Оккупантские дневники. Накануне Бородина

Владимирович86
                Наконец, мы поймали за хвост русскую армию! Авангард неаполитанского короля, к которому принадлежал и я, следовал за неприятелем, не выпуская его из почти непрерывного боя, вследствие чего, движение русских было замедлено, и император с главными силами вот-вот должен был их настичь и нанести решающий удар.
               На исходе этого дня мы достигли большой равнины, простиравшейся меж двух дорог, где нашему взору предстала вся русская армия, занимавшая позиции. Вот оно! Сражение, которого мы так ждали, назревает!
                Большой редут, выдвинутый вперед от неприятельских позиций, мешал нашей армии развернуться на этом поле. Его надо было взять, к чему Его величество приступил с достойной его гения энергией.
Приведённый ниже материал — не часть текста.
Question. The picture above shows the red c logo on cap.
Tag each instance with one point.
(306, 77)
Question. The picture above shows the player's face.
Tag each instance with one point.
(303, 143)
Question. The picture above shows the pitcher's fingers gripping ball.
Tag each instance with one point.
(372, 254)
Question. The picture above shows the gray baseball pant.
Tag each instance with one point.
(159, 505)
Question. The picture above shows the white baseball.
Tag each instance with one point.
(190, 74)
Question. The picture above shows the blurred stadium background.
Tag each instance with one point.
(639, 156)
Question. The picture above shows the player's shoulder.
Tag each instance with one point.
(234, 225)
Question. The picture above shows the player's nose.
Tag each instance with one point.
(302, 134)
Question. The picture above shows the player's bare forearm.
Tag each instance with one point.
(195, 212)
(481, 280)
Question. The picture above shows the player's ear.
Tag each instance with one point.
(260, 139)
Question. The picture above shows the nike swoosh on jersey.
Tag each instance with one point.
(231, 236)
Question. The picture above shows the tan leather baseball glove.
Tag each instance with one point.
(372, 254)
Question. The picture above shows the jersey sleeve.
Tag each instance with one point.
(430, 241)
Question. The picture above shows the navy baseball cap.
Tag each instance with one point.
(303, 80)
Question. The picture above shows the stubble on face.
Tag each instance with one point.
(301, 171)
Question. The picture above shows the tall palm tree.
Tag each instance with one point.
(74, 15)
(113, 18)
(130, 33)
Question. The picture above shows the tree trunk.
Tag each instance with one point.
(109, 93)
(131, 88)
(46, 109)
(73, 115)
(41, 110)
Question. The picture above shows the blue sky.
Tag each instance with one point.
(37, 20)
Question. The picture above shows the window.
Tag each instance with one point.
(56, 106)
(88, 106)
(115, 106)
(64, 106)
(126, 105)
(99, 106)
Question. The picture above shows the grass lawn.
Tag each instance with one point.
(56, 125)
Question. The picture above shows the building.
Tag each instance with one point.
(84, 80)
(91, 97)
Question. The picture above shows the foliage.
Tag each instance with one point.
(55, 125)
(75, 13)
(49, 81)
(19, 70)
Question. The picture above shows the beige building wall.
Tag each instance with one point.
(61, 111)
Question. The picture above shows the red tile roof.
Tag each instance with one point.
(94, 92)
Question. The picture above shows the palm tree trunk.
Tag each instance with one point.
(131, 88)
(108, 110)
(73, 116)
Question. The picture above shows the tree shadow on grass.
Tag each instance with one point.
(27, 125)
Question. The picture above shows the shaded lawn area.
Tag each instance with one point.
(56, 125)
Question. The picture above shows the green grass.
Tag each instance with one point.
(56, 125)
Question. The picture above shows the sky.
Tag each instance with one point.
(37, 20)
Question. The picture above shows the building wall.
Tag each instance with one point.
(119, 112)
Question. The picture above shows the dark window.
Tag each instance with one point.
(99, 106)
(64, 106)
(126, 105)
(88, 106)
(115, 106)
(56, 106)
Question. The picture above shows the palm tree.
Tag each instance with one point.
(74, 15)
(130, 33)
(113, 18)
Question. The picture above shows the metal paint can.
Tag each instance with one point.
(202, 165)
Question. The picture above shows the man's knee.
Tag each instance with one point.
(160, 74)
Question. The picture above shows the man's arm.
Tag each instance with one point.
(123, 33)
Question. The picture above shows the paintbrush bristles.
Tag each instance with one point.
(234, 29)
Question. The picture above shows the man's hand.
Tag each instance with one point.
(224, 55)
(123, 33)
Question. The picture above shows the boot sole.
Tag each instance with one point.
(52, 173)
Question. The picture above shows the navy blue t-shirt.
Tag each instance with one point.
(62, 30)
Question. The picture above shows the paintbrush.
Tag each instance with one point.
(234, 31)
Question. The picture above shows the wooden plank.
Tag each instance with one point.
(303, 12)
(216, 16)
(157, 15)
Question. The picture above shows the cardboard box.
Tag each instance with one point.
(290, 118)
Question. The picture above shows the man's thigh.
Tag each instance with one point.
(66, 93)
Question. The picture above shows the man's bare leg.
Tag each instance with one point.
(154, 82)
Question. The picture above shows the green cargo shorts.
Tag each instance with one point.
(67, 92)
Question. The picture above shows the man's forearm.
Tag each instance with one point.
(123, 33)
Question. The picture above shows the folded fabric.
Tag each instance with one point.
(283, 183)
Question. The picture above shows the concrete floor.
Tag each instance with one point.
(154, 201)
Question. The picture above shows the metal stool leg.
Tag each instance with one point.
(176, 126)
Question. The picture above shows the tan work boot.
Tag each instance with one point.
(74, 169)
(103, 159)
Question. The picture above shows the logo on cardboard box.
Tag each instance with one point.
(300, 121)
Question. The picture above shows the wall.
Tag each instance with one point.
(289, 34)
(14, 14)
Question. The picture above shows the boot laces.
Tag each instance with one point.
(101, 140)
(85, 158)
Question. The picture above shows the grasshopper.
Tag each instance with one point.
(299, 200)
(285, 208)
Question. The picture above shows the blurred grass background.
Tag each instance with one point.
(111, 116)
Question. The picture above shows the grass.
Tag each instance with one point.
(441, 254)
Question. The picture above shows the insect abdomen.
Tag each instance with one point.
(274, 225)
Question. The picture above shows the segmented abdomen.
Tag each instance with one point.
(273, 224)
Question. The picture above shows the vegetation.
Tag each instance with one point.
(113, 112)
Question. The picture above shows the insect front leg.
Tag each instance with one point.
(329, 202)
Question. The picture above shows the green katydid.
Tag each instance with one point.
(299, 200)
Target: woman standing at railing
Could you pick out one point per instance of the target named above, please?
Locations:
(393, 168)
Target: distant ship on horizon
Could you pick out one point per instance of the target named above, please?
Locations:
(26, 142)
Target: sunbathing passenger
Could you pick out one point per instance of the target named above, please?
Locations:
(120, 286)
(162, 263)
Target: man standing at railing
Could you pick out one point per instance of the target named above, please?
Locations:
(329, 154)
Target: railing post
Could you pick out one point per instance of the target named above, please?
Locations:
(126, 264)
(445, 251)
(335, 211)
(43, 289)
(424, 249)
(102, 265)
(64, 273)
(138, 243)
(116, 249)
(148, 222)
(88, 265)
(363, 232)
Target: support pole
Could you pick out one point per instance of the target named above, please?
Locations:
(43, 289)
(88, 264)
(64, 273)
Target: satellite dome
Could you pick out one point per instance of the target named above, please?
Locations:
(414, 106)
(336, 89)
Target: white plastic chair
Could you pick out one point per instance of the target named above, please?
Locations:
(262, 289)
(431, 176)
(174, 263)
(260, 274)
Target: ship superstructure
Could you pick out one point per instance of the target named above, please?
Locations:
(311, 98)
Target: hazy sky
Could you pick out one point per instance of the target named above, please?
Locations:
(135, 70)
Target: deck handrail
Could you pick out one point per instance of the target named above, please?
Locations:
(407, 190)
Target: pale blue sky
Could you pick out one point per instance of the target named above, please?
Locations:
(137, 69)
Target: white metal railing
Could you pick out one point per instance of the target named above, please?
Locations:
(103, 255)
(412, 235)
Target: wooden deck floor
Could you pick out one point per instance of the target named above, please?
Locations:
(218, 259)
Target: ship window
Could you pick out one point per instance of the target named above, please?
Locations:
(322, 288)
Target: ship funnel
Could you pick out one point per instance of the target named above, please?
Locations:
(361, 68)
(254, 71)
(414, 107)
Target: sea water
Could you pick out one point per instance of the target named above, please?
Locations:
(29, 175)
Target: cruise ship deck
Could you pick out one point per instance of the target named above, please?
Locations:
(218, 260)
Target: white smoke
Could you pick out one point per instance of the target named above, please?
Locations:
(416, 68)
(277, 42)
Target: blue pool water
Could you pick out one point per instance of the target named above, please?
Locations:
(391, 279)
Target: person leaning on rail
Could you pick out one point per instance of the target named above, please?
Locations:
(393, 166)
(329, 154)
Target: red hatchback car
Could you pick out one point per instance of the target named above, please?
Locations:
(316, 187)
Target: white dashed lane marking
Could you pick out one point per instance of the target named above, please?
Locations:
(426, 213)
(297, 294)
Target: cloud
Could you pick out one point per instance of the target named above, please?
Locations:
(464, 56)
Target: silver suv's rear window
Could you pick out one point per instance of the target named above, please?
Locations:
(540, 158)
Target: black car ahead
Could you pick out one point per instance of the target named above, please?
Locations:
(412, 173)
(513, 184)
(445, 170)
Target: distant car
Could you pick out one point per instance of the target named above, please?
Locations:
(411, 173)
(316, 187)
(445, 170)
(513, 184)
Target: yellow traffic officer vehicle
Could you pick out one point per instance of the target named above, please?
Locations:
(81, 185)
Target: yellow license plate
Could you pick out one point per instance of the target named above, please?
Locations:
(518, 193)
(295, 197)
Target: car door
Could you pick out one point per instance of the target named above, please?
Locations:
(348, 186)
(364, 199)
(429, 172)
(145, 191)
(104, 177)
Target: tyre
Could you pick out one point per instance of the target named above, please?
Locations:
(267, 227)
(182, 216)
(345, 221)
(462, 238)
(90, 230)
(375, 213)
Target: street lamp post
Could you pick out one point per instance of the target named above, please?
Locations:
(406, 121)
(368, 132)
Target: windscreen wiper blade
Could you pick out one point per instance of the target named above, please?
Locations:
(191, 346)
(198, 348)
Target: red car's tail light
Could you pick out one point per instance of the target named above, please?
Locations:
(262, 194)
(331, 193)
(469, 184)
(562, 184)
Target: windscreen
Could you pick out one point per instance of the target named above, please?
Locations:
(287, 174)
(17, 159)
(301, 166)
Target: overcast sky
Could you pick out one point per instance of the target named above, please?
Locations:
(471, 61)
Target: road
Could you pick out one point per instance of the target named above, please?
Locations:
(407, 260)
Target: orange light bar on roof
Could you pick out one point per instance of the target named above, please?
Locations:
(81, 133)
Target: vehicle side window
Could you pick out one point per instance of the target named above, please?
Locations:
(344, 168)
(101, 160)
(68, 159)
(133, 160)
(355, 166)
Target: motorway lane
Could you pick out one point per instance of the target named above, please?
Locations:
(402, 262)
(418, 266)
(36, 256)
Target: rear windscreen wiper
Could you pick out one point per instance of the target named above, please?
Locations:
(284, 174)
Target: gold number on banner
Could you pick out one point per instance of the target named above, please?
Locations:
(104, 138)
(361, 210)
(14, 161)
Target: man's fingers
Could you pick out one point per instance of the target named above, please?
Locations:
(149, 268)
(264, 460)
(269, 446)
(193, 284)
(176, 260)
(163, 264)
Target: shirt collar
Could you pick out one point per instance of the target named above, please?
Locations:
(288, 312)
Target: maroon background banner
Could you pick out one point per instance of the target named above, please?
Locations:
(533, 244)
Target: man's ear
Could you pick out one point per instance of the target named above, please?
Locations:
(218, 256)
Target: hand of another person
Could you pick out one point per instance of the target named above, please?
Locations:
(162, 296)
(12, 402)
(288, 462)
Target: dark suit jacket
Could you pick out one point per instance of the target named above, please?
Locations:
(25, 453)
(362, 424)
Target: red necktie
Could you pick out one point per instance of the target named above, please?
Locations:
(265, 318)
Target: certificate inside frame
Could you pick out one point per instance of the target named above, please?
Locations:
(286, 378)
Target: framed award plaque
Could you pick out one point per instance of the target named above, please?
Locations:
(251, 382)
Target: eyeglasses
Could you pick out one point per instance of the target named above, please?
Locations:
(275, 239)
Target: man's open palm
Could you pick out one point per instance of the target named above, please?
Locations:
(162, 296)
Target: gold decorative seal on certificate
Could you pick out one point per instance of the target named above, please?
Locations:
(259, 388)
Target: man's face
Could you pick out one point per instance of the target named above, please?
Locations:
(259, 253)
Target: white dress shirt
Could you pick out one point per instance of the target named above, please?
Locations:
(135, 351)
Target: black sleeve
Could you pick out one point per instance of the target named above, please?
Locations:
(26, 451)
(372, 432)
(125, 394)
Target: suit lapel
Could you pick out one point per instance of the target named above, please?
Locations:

Три великолепные дивизии из корпуса Даву двинулись на это укрепление. Вся прочая армия, видевшая это наступление, рукоплескала идущим в атаку. Русским не устоять!
                Сводный полк из вольтижеров быстро захватывает ближайшую к редуту деревню и высоту, на которую тут же втаскивают пушки. Вольтижеры начинают бить в прислугу русской артиллерии на редуте, буквально выкашивая ее. Пушки засыпают вражеское укрепление ядрами.
                Атакующие в батальонных колоннах полки Даву несут потери от огня русских, но храбро врываются в редут, закалывая всех, кто оказывает сопротивление, и прогоняют прочь остальных. Укрепление взято. Но бой еще не закончен.
                Неприятель не мирится с поражением. Несколько полков русских драгун и кирасир бросаются в контратаку. Рота вольтижеров, слишком отделившаяся от основных сил, отрезана и изрублена. Досадно.. Мне всегда импонировали эти отборные стрелки. Желтые или зеленые воротники, эполеты, султаны — как птички-синички или канарейки. Меткими выстрелами клюют-щелкают врагов, словно насекомых. При угрозе укрываются где-нибудь в зарослях и оттуда продолжают щелкать. Но сегодня птичкам-синичкам не повезло.
               Вражеская конница сталкивается с дивизией легкой кавалерии нашего авангарда, стоящей уступами в готовности. Два польских уланских полка, самонадеянно встретивших неприятеля шагом, не удержались на позиции, подались назад, сломали стоящие следом войска. Подоспела на помощь другая бригада. 8-ой гусарский полк храброй контратакой исправил положение. Русские отступают.
               Пехота вновь идет на редут. Огонь русских снова наносит большие потери нашим. Многим храбрым солдатам дивизии Компана этот штурм стоит жизни. Ворвавшись, наконец, в укрепление, они покончили со всяким, кто сопротивлялся их победному натиску. На этот раз, окончательно. Немногие уцелевшие русские бегут к своим основным силам. Местность вокруг редута густо усеяна трупами французов, штурмовавших его. Это славная смерть!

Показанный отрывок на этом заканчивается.